Over the past few years, Bukele has also used his inflammatory social media presence to mock his critics and post dehumanizing photos and videos of the men arrested under the anti-gang crackdown. Yesterday on X, for instance, he posted a screenshot of an article about the U.S. judge’s order with the caption, “Oopsie… Too late,” which U.S. Secretary of State Marco Rubio promptly reposted on his personal account. That same inflammatory and mocking tone has been on display in the Trump administration’s public communications, including on social media, regarding its deportation scheme over the past eight weeks.

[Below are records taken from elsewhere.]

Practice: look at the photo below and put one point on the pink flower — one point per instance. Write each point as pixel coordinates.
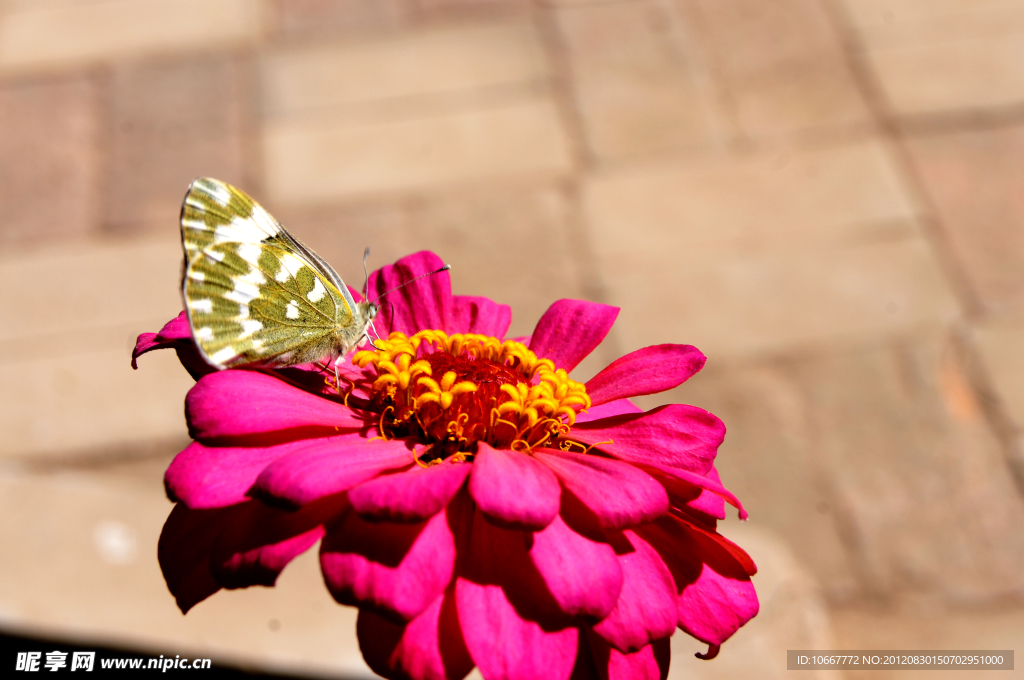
(479, 506)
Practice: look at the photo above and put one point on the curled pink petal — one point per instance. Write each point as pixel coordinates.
(700, 503)
(649, 663)
(617, 493)
(716, 595)
(507, 646)
(175, 335)
(261, 541)
(478, 314)
(702, 481)
(238, 405)
(429, 647)
(329, 465)
(675, 435)
(203, 476)
(514, 490)
(412, 495)
(645, 610)
(616, 408)
(173, 331)
(569, 331)
(583, 575)
(396, 569)
(646, 371)
(424, 304)
(184, 548)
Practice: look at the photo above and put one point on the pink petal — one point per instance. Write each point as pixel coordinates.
(177, 336)
(184, 548)
(397, 569)
(204, 476)
(429, 647)
(697, 501)
(616, 408)
(237, 405)
(176, 329)
(261, 541)
(506, 646)
(569, 330)
(514, 490)
(617, 493)
(479, 314)
(716, 594)
(675, 435)
(512, 626)
(424, 304)
(646, 371)
(330, 465)
(650, 663)
(646, 608)
(410, 496)
(583, 575)
(699, 480)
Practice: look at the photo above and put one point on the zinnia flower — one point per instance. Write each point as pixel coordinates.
(478, 505)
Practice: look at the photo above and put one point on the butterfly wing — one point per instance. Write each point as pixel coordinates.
(254, 294)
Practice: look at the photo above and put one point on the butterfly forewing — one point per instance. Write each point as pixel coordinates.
(255, 295)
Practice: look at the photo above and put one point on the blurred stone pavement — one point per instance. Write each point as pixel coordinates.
(826, 197)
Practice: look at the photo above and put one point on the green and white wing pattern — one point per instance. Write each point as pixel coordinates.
(255, 296)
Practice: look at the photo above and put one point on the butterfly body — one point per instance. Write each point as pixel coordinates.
(254, 294)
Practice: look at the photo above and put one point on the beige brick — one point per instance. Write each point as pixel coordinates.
(316, 163)
(90, 401)
(85, 568)
(46, 32)
(945, 77)
(672, 213)
(877, 464)
(638, 89)
(437, 61)
(300, 18)
(941, 56)
(877, 13)
(750, 304)
(999, 344)
(171, 122)
(781, 66)
(71, 292)
(918, 477)
(491, 237)
(975, 180)
(67, 383)
(49, 142)
(865, 628)
(770, 428)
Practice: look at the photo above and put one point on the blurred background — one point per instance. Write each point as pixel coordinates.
(826, 197)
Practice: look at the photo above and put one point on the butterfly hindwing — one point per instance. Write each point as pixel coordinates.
(255, 295)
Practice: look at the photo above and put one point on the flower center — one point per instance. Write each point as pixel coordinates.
(454, 391)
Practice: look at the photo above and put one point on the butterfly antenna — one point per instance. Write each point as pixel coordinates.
(429, 273)
(366, 281)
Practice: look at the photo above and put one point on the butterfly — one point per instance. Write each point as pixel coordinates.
(254, 294)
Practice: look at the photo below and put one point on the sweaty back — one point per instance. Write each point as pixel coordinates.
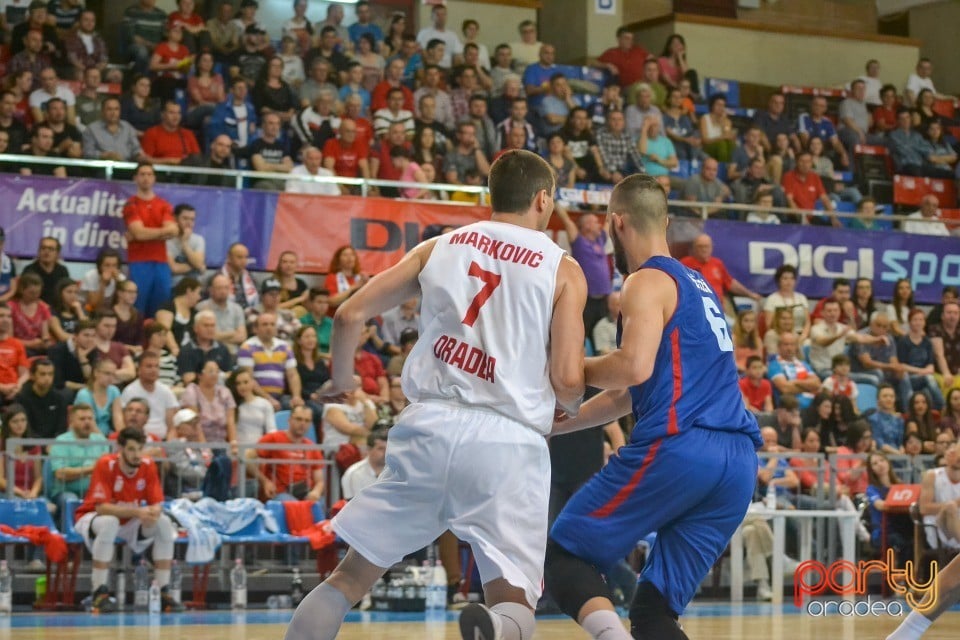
(694, 381)
(485, 318)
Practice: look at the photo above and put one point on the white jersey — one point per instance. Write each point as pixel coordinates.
(488, 292)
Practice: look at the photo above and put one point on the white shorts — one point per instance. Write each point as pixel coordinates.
(484, 477)
(129, 532)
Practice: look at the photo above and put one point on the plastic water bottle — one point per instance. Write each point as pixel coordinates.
(771, 500)
(238, 586)
(6, 589)
(174, 587)
(121, 589)
(141, 586)
(296, 587)
(437, 588)
(154, 598)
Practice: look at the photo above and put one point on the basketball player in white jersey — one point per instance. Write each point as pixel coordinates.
(500, 349)
(940, 483)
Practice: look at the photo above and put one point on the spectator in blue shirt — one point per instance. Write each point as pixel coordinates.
(886, 424)
(363, 25)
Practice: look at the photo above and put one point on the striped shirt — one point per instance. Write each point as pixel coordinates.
(268, 365)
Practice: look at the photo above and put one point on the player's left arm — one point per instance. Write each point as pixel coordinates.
(648, 300)
(387, 290)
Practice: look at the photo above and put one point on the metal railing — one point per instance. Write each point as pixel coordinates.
(239, 176)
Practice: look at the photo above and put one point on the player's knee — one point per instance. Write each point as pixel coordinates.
(572, 581)
(651, 616)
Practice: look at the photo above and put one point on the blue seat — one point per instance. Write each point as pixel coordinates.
(867, 398)
(20, 513)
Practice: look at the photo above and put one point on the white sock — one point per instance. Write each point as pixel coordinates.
(911, 628)
(515, 620)
(98, 577)
(605, 625)
(319, 615)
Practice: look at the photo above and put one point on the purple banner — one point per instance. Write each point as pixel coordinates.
(752, 253)
(87, 216)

It is not a coincidence, then, that the Trump administration is partnering with El Salvador for deporting and detaining migrants. Bukele is in many ways a model for the Trump administration’s plan, even as the partnership allows the U.S. to distance itself—for now—from the most brutal human rights abuses it entails.

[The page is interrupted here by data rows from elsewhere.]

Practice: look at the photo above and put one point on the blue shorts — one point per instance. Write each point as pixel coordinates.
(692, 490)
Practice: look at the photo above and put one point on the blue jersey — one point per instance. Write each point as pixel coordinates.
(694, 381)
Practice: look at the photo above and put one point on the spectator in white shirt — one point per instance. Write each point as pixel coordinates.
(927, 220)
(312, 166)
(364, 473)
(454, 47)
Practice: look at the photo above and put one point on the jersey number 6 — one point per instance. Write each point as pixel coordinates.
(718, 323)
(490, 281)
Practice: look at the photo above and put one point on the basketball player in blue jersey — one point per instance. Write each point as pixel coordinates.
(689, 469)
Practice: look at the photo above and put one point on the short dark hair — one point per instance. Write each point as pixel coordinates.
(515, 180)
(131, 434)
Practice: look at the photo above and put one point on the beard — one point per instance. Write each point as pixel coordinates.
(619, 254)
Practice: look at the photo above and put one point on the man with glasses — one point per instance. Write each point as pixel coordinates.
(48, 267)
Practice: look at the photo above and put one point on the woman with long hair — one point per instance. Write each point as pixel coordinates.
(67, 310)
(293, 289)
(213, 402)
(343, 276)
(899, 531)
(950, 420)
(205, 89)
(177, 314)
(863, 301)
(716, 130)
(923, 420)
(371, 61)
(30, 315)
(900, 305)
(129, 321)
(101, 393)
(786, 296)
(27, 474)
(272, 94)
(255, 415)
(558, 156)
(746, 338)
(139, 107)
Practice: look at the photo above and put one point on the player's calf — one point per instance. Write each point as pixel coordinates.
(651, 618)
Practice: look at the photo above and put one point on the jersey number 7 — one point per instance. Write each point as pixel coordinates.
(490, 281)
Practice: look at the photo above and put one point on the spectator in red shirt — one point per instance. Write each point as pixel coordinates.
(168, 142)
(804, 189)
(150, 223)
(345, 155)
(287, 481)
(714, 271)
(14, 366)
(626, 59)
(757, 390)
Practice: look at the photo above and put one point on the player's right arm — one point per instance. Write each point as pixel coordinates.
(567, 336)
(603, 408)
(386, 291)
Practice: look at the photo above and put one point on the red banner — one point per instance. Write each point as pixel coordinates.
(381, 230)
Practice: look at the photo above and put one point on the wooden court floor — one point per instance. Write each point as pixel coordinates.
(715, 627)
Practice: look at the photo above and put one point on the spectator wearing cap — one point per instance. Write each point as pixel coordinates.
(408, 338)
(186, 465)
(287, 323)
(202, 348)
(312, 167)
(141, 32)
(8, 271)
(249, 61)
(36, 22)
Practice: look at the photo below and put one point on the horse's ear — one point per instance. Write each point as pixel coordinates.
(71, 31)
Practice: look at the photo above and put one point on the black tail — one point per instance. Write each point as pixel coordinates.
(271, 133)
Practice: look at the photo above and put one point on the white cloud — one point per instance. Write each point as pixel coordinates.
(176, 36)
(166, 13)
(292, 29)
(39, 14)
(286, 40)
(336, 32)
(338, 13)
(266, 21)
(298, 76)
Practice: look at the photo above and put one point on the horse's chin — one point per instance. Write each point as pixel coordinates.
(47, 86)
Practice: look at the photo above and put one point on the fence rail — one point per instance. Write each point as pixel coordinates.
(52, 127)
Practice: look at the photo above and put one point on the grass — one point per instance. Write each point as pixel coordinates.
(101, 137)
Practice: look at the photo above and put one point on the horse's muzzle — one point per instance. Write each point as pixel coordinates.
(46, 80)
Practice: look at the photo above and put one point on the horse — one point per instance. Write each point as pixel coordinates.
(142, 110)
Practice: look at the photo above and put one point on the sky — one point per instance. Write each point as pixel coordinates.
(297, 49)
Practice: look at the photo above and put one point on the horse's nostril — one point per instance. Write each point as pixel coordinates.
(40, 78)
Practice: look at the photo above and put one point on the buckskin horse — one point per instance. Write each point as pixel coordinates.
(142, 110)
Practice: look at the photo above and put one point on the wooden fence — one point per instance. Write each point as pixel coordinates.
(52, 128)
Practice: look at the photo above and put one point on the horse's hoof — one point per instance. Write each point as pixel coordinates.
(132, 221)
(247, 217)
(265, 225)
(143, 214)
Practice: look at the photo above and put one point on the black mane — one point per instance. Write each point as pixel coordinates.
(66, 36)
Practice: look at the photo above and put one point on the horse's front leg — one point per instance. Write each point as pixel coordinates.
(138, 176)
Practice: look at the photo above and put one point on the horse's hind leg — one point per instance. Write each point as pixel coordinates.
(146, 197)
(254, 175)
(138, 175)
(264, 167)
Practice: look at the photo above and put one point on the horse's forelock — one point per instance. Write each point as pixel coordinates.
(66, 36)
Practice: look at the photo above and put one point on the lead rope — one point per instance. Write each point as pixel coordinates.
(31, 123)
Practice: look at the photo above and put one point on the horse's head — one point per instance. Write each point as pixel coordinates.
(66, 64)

Perhaps most dangerous is that for many observers in El Salvador and the broader region, Bukele’s approach is popular because it is considered “effective,” despite the high costs and questions about sustainability.

Of course, that has alarming implications for human rights in the U.S., El Salvador and other partner countries. But it is also reminiscent of Washington’s historical legacy during the Cold War and before of emboldening repression, corruption and undemocratic governance throughout Central and South America—a legacy the U.S. was just beginning to outrun, as James Bosworth noted in a recent WPR column. With Trump appearing to push U.S. foreign policy toward a “spheres of influence” approach in the coming years, that will have serious, and dangerous, consequences for Latin America, but also for the United States.